Hard to believe we could neglect it so,
year after year the sleek wood blistering
where we'd arranged the potted plants to drink
their ration of water and fitful light.
Hard to believe, though we had done the damage,
the pasts that we would keep alive in there—
old infants' clothes, old cards, old albums stacked
like ziggurats, neat rows of plastic bags
that spill a flood of photographs
at the least mishandling.  I see those faces
jumbled across my childhood floor and find
among them younger versions of myself,
propped with my brother at a blanket's edge,
or at the mirror pretending to shave.
In others, I'm in my black prom tux,
cock of the walk, my arm around my girl;
or standing at the brink of Millbrook Glen,
wild-haired, awash in my self-regard.
So the tidal pull of gravity accrues,
year by year, that shapes a life.
What did my father feel the night he wrote
this one love letter my mother kept
after the war?  And what did she feel
unfolding the crisp leaf that nearly crumbles now?

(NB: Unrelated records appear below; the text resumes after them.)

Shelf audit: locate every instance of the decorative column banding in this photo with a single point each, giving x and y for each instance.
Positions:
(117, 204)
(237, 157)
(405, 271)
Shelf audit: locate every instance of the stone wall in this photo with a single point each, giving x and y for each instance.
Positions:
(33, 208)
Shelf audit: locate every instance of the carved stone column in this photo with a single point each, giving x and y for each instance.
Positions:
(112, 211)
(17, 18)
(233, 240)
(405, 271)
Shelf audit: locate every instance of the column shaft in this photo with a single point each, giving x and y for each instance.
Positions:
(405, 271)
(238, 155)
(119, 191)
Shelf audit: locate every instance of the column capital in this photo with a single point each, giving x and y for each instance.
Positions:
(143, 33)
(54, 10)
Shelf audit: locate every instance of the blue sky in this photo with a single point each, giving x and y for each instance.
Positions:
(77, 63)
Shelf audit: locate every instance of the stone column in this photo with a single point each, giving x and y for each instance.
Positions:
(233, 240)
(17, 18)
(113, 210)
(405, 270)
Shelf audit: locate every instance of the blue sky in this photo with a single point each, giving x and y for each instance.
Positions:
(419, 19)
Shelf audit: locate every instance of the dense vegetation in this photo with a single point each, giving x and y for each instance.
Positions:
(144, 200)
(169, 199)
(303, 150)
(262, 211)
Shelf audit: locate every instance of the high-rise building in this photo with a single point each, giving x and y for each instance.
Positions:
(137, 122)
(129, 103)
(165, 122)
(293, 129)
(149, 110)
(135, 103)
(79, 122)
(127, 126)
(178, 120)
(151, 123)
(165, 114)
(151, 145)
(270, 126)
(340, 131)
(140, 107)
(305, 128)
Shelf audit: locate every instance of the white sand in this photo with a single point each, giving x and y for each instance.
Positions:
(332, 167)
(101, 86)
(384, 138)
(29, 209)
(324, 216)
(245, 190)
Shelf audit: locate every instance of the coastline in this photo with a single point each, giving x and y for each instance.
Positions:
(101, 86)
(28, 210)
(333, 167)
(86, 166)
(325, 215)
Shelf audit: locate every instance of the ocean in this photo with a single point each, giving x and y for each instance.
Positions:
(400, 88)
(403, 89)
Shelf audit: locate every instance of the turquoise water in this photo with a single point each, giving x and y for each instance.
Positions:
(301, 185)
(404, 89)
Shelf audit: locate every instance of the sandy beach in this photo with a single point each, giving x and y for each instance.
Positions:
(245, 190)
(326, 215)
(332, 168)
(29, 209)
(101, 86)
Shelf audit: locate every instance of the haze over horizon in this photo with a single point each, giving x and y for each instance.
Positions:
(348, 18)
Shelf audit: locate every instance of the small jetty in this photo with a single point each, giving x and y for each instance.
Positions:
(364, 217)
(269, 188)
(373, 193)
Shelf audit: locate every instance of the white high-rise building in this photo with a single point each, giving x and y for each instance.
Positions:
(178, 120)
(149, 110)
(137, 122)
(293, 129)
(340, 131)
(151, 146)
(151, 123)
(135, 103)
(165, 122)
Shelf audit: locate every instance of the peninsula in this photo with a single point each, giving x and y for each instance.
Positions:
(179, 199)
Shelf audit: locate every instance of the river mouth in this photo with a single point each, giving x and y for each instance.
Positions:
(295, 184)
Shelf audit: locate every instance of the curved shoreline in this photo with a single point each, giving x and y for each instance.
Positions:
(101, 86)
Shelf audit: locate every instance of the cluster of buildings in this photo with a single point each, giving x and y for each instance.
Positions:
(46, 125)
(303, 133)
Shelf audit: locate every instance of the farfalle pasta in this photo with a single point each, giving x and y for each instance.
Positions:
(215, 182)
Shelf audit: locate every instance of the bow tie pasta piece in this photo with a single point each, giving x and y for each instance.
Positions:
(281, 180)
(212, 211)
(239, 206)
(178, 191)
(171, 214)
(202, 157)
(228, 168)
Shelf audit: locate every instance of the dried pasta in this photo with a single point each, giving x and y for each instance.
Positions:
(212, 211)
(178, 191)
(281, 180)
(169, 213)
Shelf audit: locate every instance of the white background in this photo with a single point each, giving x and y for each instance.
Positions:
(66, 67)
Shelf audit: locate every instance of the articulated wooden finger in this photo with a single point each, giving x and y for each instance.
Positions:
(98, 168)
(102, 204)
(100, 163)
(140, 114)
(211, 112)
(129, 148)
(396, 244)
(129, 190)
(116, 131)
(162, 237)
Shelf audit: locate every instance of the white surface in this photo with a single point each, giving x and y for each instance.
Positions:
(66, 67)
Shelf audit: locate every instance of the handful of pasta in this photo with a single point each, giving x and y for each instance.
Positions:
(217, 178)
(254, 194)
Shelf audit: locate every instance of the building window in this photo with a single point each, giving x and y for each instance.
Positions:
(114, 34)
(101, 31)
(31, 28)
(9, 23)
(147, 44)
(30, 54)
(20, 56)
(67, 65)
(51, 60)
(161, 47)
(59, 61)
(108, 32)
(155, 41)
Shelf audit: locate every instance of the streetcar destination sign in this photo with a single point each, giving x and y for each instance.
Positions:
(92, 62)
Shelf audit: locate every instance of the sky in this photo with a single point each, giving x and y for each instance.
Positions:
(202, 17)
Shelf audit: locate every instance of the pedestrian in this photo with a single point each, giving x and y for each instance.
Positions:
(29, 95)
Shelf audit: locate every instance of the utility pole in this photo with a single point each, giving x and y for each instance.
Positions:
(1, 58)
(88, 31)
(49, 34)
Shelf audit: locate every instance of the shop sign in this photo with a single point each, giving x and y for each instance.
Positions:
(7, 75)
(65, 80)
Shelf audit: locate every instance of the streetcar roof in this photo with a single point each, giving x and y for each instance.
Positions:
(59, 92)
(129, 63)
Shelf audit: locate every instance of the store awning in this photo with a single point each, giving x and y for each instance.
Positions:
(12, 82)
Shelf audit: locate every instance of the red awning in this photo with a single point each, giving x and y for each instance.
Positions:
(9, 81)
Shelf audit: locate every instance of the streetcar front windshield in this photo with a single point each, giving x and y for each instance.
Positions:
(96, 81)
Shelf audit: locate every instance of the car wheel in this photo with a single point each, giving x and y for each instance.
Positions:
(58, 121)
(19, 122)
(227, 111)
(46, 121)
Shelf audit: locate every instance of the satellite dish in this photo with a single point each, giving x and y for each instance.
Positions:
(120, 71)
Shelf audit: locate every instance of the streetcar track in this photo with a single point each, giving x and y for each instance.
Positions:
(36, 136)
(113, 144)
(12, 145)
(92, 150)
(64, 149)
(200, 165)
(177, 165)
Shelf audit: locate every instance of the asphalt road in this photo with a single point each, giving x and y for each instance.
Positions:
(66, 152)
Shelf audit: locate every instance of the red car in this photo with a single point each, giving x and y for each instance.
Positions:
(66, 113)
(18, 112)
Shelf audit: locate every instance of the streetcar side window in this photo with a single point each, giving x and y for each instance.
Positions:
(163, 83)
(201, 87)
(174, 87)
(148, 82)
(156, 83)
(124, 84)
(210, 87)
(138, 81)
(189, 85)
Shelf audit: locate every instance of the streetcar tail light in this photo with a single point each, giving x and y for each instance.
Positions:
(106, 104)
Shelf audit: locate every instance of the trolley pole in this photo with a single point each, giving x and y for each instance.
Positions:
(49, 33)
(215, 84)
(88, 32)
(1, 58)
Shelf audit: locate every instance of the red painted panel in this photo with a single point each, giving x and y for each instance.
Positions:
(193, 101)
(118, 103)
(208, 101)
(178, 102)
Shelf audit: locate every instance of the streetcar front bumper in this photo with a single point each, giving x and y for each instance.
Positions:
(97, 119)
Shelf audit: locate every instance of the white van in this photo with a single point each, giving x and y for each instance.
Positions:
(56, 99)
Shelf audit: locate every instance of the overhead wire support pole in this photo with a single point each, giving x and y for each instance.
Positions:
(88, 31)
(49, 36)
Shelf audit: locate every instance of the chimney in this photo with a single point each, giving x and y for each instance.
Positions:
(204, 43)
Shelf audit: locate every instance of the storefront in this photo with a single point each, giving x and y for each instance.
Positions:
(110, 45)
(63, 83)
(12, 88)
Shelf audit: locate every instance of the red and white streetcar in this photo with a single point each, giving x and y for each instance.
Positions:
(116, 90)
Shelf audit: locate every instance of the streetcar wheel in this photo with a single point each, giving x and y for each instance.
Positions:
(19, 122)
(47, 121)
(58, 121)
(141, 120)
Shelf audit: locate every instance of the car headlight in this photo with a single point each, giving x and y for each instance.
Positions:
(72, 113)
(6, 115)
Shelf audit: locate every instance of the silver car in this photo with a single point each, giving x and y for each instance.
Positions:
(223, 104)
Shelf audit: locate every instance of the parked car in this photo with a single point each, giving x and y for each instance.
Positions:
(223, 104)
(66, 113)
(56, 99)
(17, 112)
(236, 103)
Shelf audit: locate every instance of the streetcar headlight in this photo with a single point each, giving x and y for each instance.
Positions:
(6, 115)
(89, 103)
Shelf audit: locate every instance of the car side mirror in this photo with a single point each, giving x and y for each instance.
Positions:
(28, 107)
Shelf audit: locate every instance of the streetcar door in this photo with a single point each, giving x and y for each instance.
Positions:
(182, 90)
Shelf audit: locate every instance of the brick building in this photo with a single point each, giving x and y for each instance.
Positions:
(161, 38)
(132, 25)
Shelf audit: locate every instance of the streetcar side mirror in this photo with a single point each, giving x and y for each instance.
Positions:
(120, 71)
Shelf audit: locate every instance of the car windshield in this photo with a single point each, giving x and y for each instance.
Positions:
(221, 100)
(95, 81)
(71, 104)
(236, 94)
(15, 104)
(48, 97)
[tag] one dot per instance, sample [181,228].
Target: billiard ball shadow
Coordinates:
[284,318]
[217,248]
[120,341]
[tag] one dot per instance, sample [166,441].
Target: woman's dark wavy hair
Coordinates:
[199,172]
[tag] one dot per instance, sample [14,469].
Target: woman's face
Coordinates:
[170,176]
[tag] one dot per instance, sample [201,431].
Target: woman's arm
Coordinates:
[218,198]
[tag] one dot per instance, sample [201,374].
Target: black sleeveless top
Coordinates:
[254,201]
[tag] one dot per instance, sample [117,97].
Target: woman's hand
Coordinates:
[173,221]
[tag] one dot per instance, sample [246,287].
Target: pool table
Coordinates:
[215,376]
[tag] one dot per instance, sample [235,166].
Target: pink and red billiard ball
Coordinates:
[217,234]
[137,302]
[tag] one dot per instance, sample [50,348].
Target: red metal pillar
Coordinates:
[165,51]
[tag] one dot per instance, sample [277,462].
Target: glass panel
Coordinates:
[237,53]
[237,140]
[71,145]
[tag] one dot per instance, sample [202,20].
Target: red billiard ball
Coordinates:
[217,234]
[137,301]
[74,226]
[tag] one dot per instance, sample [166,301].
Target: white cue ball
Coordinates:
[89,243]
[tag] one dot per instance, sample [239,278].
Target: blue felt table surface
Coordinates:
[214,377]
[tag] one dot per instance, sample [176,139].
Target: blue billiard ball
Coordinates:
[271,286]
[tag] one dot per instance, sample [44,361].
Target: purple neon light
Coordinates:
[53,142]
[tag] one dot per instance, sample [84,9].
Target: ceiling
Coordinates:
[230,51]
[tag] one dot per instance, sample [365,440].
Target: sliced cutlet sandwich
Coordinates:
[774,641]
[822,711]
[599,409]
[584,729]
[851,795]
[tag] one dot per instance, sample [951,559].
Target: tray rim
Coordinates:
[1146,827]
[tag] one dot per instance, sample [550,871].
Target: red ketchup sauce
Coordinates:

Yellowed shots of a place called Shepherd's Farm,
an album that plays its sentimental march,
could be emblems of a time preserved,
though everything we know insists such tropes
don't fit, refuse the claims of changelessness.
And so those two posed together close,
twenty years younger than I am now,
appear to me a puzzle to compare
with the parents I loved and tried to know,
who lived their lives together mostly sad.
Like churned-up clay my mother's wedding dress
floats with the wreckage of this cedar box,
the gown itself a shifting confluence,
its veil ephemeral as the scent it brings
of mothballs and old wood, or some deeper past
that drifts away from me and out of sight.
I bury my face in its swell, and draw breath.